Beyond grouping cells, researchers are also developing algorithms for ordering cells by temporal or developmental stage. This problem is challenging because it may require bioinformaticians to rethink their approach to cell classification, Trapnell says. Rather than trying to classify cells into clear-cut, discrete types, we should think of cells as lying more on a continuum, he says. “There’s a desire to put things into nice neat bins. And I think that’s not working well so far for single-cell data. So we might just need to be a little bit more flexible about how we analyze this stuff.”
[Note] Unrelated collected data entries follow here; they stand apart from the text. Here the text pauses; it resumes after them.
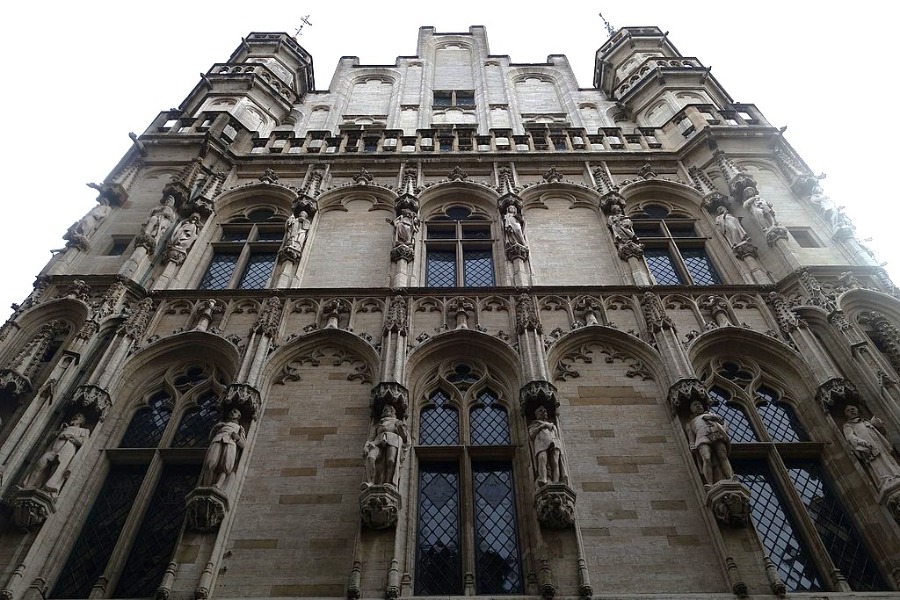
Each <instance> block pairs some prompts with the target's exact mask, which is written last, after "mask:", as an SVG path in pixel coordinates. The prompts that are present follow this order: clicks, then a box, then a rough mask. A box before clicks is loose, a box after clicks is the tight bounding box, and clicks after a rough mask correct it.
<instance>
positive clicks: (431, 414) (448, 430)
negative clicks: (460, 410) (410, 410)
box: [419, 390, 459, 446]
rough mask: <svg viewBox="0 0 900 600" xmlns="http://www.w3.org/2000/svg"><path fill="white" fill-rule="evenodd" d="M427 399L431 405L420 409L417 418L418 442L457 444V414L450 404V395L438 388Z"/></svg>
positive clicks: (458, 435) (458, 429)
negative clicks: (430, 395)
mask: <svg viewBox="0 0 900 600" xmlns="http://www.w3.org/2000/svg"><path fill="white" fill-rule="evenodd" d="M429 400H430V401H431V404H432V406H428V407H426V408H424V409H422V413H421V417H420V419H419V443H420V444H422V445H423V446H447V445H453V444H458V443H459V414H458V412H457V410H456V408H454V407H453V406H450V404H449V402H450V397H449V396H447V394H446V393H444V392H442V391H441V390H438V391H436V392H434V393H433V394H431V396H430V398H429Z"/></svg>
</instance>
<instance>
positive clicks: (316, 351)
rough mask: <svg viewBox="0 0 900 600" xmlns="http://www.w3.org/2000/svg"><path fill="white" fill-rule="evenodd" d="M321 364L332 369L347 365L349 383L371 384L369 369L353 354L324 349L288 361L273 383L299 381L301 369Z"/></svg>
mask: <svg viewBox="0 0 900 600" xmlns="http://www.w3.org/2000/svg"><path fill="white" fill-rule="evenodd" d="M323 362H325V363H326V364H331V366H334V367H339V366H341V365H344V364H349V365H350V366H351V370H350V371H349V373H348V374H347V379H348V380H349V381H359V382H360V383H371V382H372V372H371V367H370V366H369V364H368V363H367V362H365V361H364V360H362V359H361V358H360V357H359V356H358V355H357V354H356V353H355V352H353V351H352V350H348V349H346V348H336V347H325V348H313V349H312V350H310V351H308V352H306V353H305V354H302V355H300V356H297V357H295V358H293V359H292V360H290V361H288V363H287V364H286V365H285V366H284V368H283V369H282V370H281V374H279V375H278V376H277V377H276V378H275V383H276V384H279V385H284V384H285V383H286V382H288V381H301V380H302V379H303V377H302V375H301V373H302V370H303V368H305V367H318V366H319V365H321V364H323Z"/></svg>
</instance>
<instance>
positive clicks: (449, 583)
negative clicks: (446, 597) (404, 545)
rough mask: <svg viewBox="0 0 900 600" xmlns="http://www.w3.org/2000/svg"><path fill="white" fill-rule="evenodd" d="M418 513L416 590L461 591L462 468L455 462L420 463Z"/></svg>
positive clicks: (418, 593) (434, 591)
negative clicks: (461, 514) (457, 467)
mask: <svg viewBox="0 0 900 600" xmlns="http://www.w3.org/2000/svg"><path fill="white" fill-rule="evenodd" d="M418 512H419V518H418V527H417V538H418V539H417V543H416V585H415V593H416V594H417V595H419V596H435V595H439V594H440V595H448V594H450V595H460V594H462V560H461V552H460V540H459V533H460V527H459V470H458V469H457V466H456V465H455V464H452V463H445V464H424V465H420V466H419V507H418Z"/></svg>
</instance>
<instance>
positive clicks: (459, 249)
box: [425, 206, 495, 287]
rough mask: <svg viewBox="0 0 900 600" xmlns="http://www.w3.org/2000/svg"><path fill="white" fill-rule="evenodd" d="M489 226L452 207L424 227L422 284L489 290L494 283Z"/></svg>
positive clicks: (430, 220)
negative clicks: (422, 273) (464, 287)
mask: <svg viewBox="0 0 900 600" xmlns="http://www.w3.org/2000/svg"><path fill="white" fill-rule="evenodd" d="M491 237H492V236H491V225H490V222H489V221H486V217H484V216H483V215H477V214H473V213H472V211H471V210H469V209H468V208H465V207H463V206H452V207H450V208H448V209H447V210H446V211H445V212H444V214H442V215H437V216H434V217H432V218H431V219H430V220H429V222H428V223H427V224H426V236H425V240H426V242H425V243H426V252H425V285H427V286H429V287H457V286H466V287H489V286H493V285H494V284H495V280H494V256H493V251H492V250H491V242H492V240H491Z"/></svg>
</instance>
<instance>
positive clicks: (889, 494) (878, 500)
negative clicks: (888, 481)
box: [878, 479, 900, 525]
mask: <svg viewBox="0 0 900 600" xmlns="http://www.w3.org/2000/svg"><path fill="white" fill-rule="evenodd" d="M878 503H879V504H881V505H882V506H884V507H885V508H887V509H888V510H889V511H890V513H891V516H892V517H894V520H895V521H897V524H898V525H900V479H895V480H893V481H892V482H890V483H888V484H887V485H885V486H884V487H883V488H881V491H880V492H879V493H878Z"/></svg>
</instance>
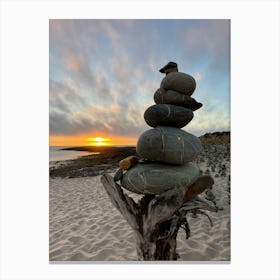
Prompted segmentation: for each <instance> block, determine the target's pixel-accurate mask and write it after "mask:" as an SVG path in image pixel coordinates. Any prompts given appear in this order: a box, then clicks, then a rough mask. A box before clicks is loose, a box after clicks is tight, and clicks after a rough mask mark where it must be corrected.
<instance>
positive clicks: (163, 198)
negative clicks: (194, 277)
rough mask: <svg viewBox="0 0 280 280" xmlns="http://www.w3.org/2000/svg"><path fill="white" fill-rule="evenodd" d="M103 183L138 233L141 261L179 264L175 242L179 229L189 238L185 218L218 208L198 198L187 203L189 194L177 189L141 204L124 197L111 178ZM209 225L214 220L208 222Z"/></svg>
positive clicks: (113, 201)
mask: <svg viewBox="0 0 280 280" xmlns="http://www.w3.org/2000/svg"><path fill="white" fill-rule="evenodd" d="M101 182H102V184H103V186H104V188H105V190H106V192H107V193H108V195H109V197H110V199H111V201H112V203H113V205H114V206H115V207H116V208H117V209H118V210H119V211H120V213H121V214H122V215H123V217H124V218H125V219H126V220H127V222H128V223H129V225H130V226H131V227H132V229H133V230H134V231H135V233H136V237H137V245H136V246H137V253H138V259H139V260H145V261H148V260H149V261H151V260H152V261H153V260H177V258H178V257H179V256H178V254H177V252H176V238H177V233H178V231H179V229H180V228H183V229H184V230H185V232H186V238H189V237H190V229H189V225H188V221H187V219H186V215H187V214H188V213H195V214H204V215H206V216H207V217H208V218H209V216H208V215H207V214H206V213H204V212H203V211H201V210H207V211H213V212H216V211H217V208H216V207H215V206H213V205H211V204H209V203H208V202H206V201H204V200H202V199H200V198H198V197H197V196H195V197H194V198H192V199H191V200H188V201H185V193H186V190H185V188H183V187H178V188H175V189H172V190H169V191H166V192H165V193H163V194H160V195H145V196H143V197H142V198H141V199H140V200H139V202H138V203H136V202H135V201H134V200H133V199H132V198H131V197H129V196H128V195H127V194H125V193H124V192H123V190H122V187H121V186H120V185H119V184H118V183H116V182H115V181H114V179H113V177H111V176H110V175H108V174H104V175H103V176H102V177H101ZM209 220H210V223H211V219H210V218H209Z"/></svg>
Trapnell’s lab has developed Monocle, a toolkit for single-cell expression data that reconstructs the trajectory along which cells are presumed to travel, such as during development or differentiation (http://cole-trapnell-lab.github.io/monocle-release/). “Monocle is designed to put cells in continuous order by how differentiated they are—from undifferentiated stem cells to the fully differentiated state,” Trapnell says. In a recent paper in Science, Trapnell and others used Monocle to track the maturation of nasal olfactory cells in mice. “Because we capture the complete, continuous progression from neuronal progenitors to mature neurons, we can see the exact moment in development that these neurons select which member of a large family of sensory genes to express,” Trapnell says.
Rapidly Changing Technology
The technology for single-cell genomics is rapidly advancing—and the bioinformatics challenges may shift accordingly. “It’s quite frustrating because the approaches that you’ll use one day could be totally changed the next day,” Schatz says. Just as bioinformaticians will have to keep pace with the technology, biologists will need to stay abreast of the latest bioinformatics innovations, he says. “Researchers who want to use these technologies have to pay really close attention to the state-of-the-art in the field and make sure that they are using all the best practices available at the time.”